Aslında mevcut durumda hareketimizin buraya evrilmeye başladığını görebiliyoruz. Hareketimiz siyasal zeminle ve devrim ufkuyla buluşmadığı takdirde yalnızca bireysel haklar odaklı kalabiliyor. Bir noktadan sonra yalnızca özgürce eğlenebilmeye, sorunsuz partiler organize edebilmeye ve yasak yoksa etkinlik yapabilmeye, yasak gelirse de online bir şekilde buluşmaya odaklanmış bir şekilde bulabiliyoruz kendimizi. Bu eğilim, bizi hareketin sokak ayağının zayıflaması tehlikesiyle karşı karşıya getiriyor. Günümüzde LGBTİ+ların bir araya gelip eğlenmesi de gullümlemesi de politiktir elbette ancak hareketin sokak ayağı bu kadar güçsüzleşmişken LGBTİ+lar ve örgütler olarak bakışımızı biraz daha esenlikten sokağa kaydırmamız, sokağı da görmemiz ve zorlamamız gerekiyor. Aksi takdirde özgürce yürüyebileceğimiz sokaklar kalmayacak, tüm hakların ötesinde en temel hak olan yaşama hakkımız bile elimizden alınacak; bayraklarımızı açıp sloganlarımızı haykırdığımız Onur Yürüyüşleri, sonuncusu 2018’de görülüp tarihe gömülen ve bir daha yaşayamayacağımız anılar hâline gelecek. 

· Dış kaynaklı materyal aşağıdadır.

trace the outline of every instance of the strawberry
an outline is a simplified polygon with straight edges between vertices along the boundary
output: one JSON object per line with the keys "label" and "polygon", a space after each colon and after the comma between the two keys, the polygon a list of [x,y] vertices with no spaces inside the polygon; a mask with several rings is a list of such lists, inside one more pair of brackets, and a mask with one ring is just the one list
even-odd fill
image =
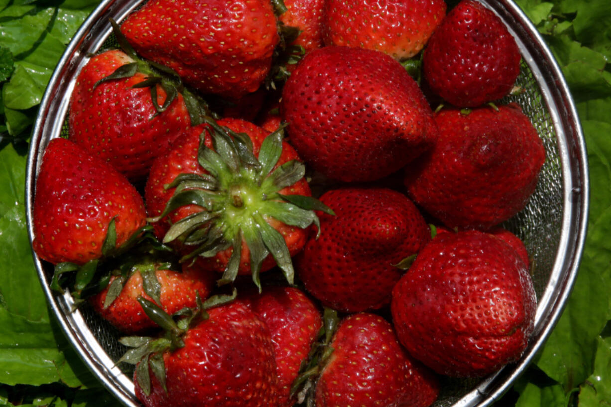
{"label": "strawberry", "polygon": [[34,249],[54,264],[101,257],[109,226],[115,247],[146,223],[142,199],[121,174],[71,141],[51,140],[36,180]]}
{"label": "strawberry", "polygon": [[508,94],[521,59],[500,19],[481,3],[463,0],[431,36],[422,72],[430,88],[447,101],[472,107]]}
{"label": "strawberry", "polygon": [[435,137],[416,82],[381,52],[327,46],[306,55],[285,84],[280,113],[304,161],[344,182],[404,166]]}
{"label": "strawberry", "polygon": [[320,199],[335,215],[321,215],[324,232],[296,257],[306,288],[346,312],[387,304],[404,273],[398,266],[431,238],[424,219],[405,196],[386,188],[334,189]]}
{"label": "strawberry", "polygon": [[205,94],[239,98],[259,87],[279,41],[269,1],[150,0],[121,24],[144,58]]}
{"label": "strawberry", "polygon": [[437,143],[405,172],[413,200],[451,228],[489,229],[521,210],[545,161],[521,108],[442,109],[434,117]]}
{"label": "strawberry", "polygon": [[409,353],[435,372],[481,376],[517,361],[536,303],[515,250],[477,230],[437,235],[393,290],[391,312]]}
{"label": "strawberry", "polygon": [[277,405],[274,347],[265,323],[238,301],[202,316],[194,312],[186,329],[181,328],[185,320],[177,323],[166,314],[159,321],[169,329],[166,336],[121,340],[134,348],[122,361],[136,364],[136,397],[145,407]]}
{"label": "strawberry", "polygon": [[291,42],[307,53],[323,46],[323,0],[284,0],[286,10],[278,20],[288,27],[299,29],[297,38]]}
{"label": "strawberry", "polygon": [[445,15],[445,2],[326,0],[323,15],[326,45],[375,50],[400,61],[424,47]]}
{"label": "strawberry", "polygon": [[322,326],[320,311],[293,287],[265,287],[262,294],[249,294],[241,299],[269,328],[277,367],[278,405],[292,406],[296,400],[290,395],[291,386]]}
{"label": "strawberry", "polygon": [[435,375],[399,343],[392,325],[371,314],[342,321],[316,387],[318,407],[426,407],[437,398]]}
{"label": "strawberry", "polygon": [[213,274],[184,266],[175,271],[155,262],[143,262],[131,273],[111,277],[109,285],[89,299],[93,309],[121,332],[142,332],[158,325],[144,314],[138,297],[153,301],[168,314],[196,306],[197,294],[207,298],[212,292]]}
{"label": "strawberry", "polygon": [[281,133],[225,119],[194,128],[175,147],[154,163],[145,189],[158,235],[185,260],[223,272],[224,282],[252,274],[258,284],[277,263],[292,282],[290,257],[318,222],[308,208],[319,206]]}
{"label": "strawberry", "polygon": [[134,182],[145,178],[153,161],[191,123],[181,94],[170,101],[160,84],[152,85],[152,94],[137,87],[147,73],[134,70],[111,77],[117,69],[136,65],[118,50],[92,57],[77,78],[68,114],[70,140]]}
{"label": "strawberry", "polygon": [[[437,226],[435,228],[435,229],[436,235],[444,233],[455,233],[456,232],[456,230],[450,230],[450,229],[448,229],[443,226]],[[518,253],[520,258],[522,259],[522,261],[524,262],[525,265],[526,265],[526,268],[528,268],[530,267],[530,258],[529,256],[529,252],[526,249],[526,246],[524,245],[524,242],[523,242],[520,238],[518,237],[511,232],[510,232],[507,229],[500,226],[493,227],[491,229],[486,230],[486,233],[494,235],[497,238],[502,239],[505,241],[505,243],[511,246],[511,248],[516,251],[516,252]]]}

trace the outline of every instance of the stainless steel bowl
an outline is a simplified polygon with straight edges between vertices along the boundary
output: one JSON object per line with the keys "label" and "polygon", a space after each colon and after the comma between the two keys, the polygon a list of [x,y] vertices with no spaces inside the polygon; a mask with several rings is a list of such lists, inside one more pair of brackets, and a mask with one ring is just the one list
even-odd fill
{"label": "stainless steel bowl", "polygon": [[[109,18],[120,22],[142,0],[105,0],[76,34],[57,65],[40,105],[27,163],[26,206],[30,239],[32,208],[41,157],[49,141],[65,132],[69,96],[89,56],[112,38]],[[518,84],[508,98],[533,121],[547,152],[540,183],[527,207],[505,226],[522,238],[533,257],[538,300],[535,328],[522,359],[476,381],[448,380],[436,406],[488,406],[526,369],[558,320],[577,272],[587,221],[588,186],[583,135],[562,73],[535,27],[510,0],[483,0],[506,23],[522,56]],[[100,381],[125,406],[139,406],[131,370],[115,365],[123,349],[118,332],[86,307],[73,310],[70,295],[49,289],[51,265],[35,254],[38,274],[51,307],[72,345]]]}

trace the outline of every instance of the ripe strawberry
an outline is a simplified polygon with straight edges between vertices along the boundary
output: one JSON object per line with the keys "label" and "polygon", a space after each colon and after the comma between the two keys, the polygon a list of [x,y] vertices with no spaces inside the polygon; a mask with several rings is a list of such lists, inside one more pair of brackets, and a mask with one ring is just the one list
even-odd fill
{"label": "ripe strawberry", "polygon": [[516,252],[490,233],[437,235],[393,290],[397,335],[439,373],[480,376],[518,360],[533,329],[536,303]]}
{"label": "ripe strawberry", "polygon": [[388,175],[436,136],[414,79],[390,57],[362,48],[327,46],[306,55],[285,84],[280,112],[299,156],[340,181]]}
{"label": "ripe strawberry", "polygon": [[451,228],[489,229],[521,210],[545,161],[521,108],[443,109],[434,117],[436,144],[405,172],[414,201]]}
{"label": "ripe strawberry", "polygon": [[[146,407],[277,405],[274,347],[265,323],[238,301],[207,314],[186,330],[174,324],[179,337],[172,337],[174,346],[138,362],[136,397]],[[169,342],[162,338],[156,346]]]}
{"label": "ripe strawberry", "polygon": [[258,273],[277,263],[292,282],[290,257],[318,221],[307,209],[317,204],[298,160],[281,133],[268,136],[241,119],[194,128],[151,169],[145,197],[149,216],[160,217],[158,235],[178,242],[199,266],[224,272],[224,280],[252,273],[257,282]]}
{"label": "ripe strawberry", "polygon": [[386,188],[334,189],[321,201],[335,215],[321,215],[323,233],[296,257],[306,288],[346,312],[386,305],[404,273],[395,265],[431,238],[424,219],[407,197]]}
{"label": "ripe strawberry", "polygon": [[[135,64],[117,50],[92,57],[76,79],[68,114],[70,140],[131,181],[144,180],[153,161],[191,123],[182,95],[159,112],[150,90],[134,87],[147,79],[144,73],[101,81],[117,68]],[[152,86],[158,106],[163,106],[168,95],[161,84]]]}
{"label": "ripe strawberry", "polygon": [[458,106],[477,106],[509,94],[520,73],[516,41],[494,13],[463,0],[435,30],[423,56],[431,89]]}
{"label": "ripe strawberry", "polygon": [[292,406],[296,400],[290,397],[291,387],[322,326],[320,311],[293,287],[265,287],[262,294],[249,294],[242,300],[269,328],[277,367],[278,405]]}
{"label": "ripe strawberry", "polygon": [[327,0],[323,15],[325,45],[375,50],[400,61],[424,47],[445,15],[445,2]]}
{"label": "ripe strawberry", "polygon": [[150,0],[121,32],[187,84],[232,98],[257,90],[279,41],[271,4],[262,0]]}
{"label": "ripe strawberry", "polygon": [[114,276],[108,286],[89,299],[93,310],[119,331],[142,332],[158,326],[144,314],[138,297],[154,301],[168,314],[194,308],[196,295],[207,298],[214,274],[185,265],[182,272],[155,263],[137,265],[127,276]]}
{"label": "ripe strawberry", "polygon": [[[436,232],[437,235],[439,235],[444,233],[456,233],[456,230],[450,230],[447,228],[443,226],[438,226],[436,227]],[[493,227],[491,229],[486,231],[486,233],[489,233],[491,235],[494,235],[497,238],[502,240],[505,243],[507,243],[509,246],[511,246],[518,255],[522,259],[522,261],[524,262],[526,265],[526,268],[528,268],[530,266],[530,258],[529,257],[529,252],[526,249],[526,246],[524,245],[524,242],[522,241],[520,238],[518,237],[513,233],[500,226]]]}
{"label": "ripe strawberry", "polygon": [[36,253],[54,264],[100,257],[114,219],[115,246],[146,223],[142,199],[122,174],[65,139],[51,140],[36,180]]}
{"label": "ripe strawberry", "polygon": [[318,407],[426,407],[436,400],[434,374],[405,351],[392,326],[371,314],[348,317],[316,387]]}

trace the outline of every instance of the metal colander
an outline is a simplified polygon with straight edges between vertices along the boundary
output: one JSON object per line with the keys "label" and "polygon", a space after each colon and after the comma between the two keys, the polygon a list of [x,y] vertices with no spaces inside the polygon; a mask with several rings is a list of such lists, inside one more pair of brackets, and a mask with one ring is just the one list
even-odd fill
{"label": "metal colander", "polygon": [[[27,163],[26,205],[31,240],[37,174],[49,141],[65,132],[69,96],[88,56],[112,41],[109,18],[120,22],[142,0],[105,0],[75,35],[54,73],[40,105]],[[588,177],[583,136],[562,74],[526,16],[510,0],[483,0],[505,22],[522,56],[517,85],[524,92],[505,101],[519,104],[543,141],[547,160],[527,206],[504,225],[521,238],[532,258],[538,301],[535,331],[516,364],[484,379],[443,378],[435,406],[487,406],[500,397],[532,361],[557,321],[568,297],[581,255],[587,218]],[[124,349],[119,332],[86,306],[73,310],[69,294],[49,287],[53,267],[34,255],[49,303],[67,337],[93,374],[123,405],[137,407],[131,370],[115,365]]]}

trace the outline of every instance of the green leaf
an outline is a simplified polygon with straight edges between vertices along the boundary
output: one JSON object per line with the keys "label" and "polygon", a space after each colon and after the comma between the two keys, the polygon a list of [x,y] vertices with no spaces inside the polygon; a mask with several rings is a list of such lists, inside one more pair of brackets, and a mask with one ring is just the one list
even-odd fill
{"label": "green leaf", "polygon": [[611,337],[598,338],[594,372],[580,387],[580,407],[609,405],[611,402]]}
{"label": "green leaf", "polygon": [[515,407],[561,407],[568,405],[568,400],[562,386],[550,384],[540,387],[528,383],[521,389]]}
{"label": "green leaf", "polygon": [[0,258],[10,265],[0,273],[0,306],[32,321],[48,321],[27,236],[25,167],[26,157],[12,145],[0,150]]}
{"label": "green leaf", "polygon": [[261,144],[258,160],[262,166],[261,175],[263,177],[272,170],[282,153],[282,132],[280,129],[269,134]]}
{"label": "green leaf", "polygon": [[566,308],[544,346],[537,365],[566,391],[593,369],[597,336],[611,318],[611,124],[584,122],[591,170],[592,208],[579,273]]}
{"label": "green leaf", "polygon": [[259,234],[265,244],[265,247],[271,254],[276,264],[282,270],[284,277],[289,285],[293,285],[295,279],[295,270],[291,262],[291,255],[284,238],[279,232],[272,227],[260,215],[254,216]]}
{"label": "green leaf", "polygon": [[84,380],[95,383],[59,327],[28,320],[2,307],[0,325],[0,383],[40,386],[62,381],[72,387]]}
{"label": "green leaf", "polygon": [[4,82],[13,73],[15,59],[9,48],[0,47],[0,82]]}

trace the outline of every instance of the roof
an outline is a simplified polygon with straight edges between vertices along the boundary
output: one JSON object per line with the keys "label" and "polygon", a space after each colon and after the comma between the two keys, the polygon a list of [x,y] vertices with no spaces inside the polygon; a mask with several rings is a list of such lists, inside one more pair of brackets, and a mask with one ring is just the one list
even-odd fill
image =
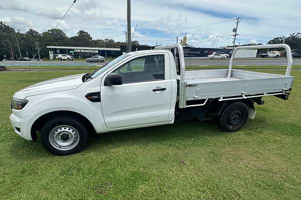
{"label": "roof", "polygon": [[145,54],[145,53],[148,53],[148,52],[169,52],[169,51],[168,51],[167,50],[137,50],[136,52],[131,52],[126,53],[126,54],[128,54],[130,55],[133,55],[134,54]]}
{"label": "roof", "polygon": [[98,48],[98,47],[47,46],[47,48],[64,48],[64,49],[72,49],[72,50],[120,50],[120,48]]}

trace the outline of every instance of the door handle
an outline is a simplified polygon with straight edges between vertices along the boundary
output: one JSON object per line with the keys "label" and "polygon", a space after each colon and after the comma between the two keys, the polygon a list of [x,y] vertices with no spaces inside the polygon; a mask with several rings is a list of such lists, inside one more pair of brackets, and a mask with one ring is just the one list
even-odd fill
{"label": "door handle", "polygon": [[166,90],[166,88],[156,88],[155,89],[153,89],[153,92],[163,91]]}

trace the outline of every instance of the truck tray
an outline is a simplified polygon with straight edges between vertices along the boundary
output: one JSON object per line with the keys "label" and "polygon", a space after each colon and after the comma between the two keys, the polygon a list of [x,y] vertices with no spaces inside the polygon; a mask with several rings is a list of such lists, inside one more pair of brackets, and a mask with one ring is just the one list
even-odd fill
{"label": "truck tray", "polygon": [[186,100],[282,92],[292,86],[293,76],[232,70],[185,72]]}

Tüm bunlardan anlaşılmaktadır ki, LGBTİ+lar olarak varoluş mücadelesinin yanında yaşam mücadelesi de veriyoruz. Kaybettiğimiz haklarımızı geri kazanmaktan başka çaremiz yok. Bu simsiyah sisteme inat geri kazanmamız gereken renklerimiz var. 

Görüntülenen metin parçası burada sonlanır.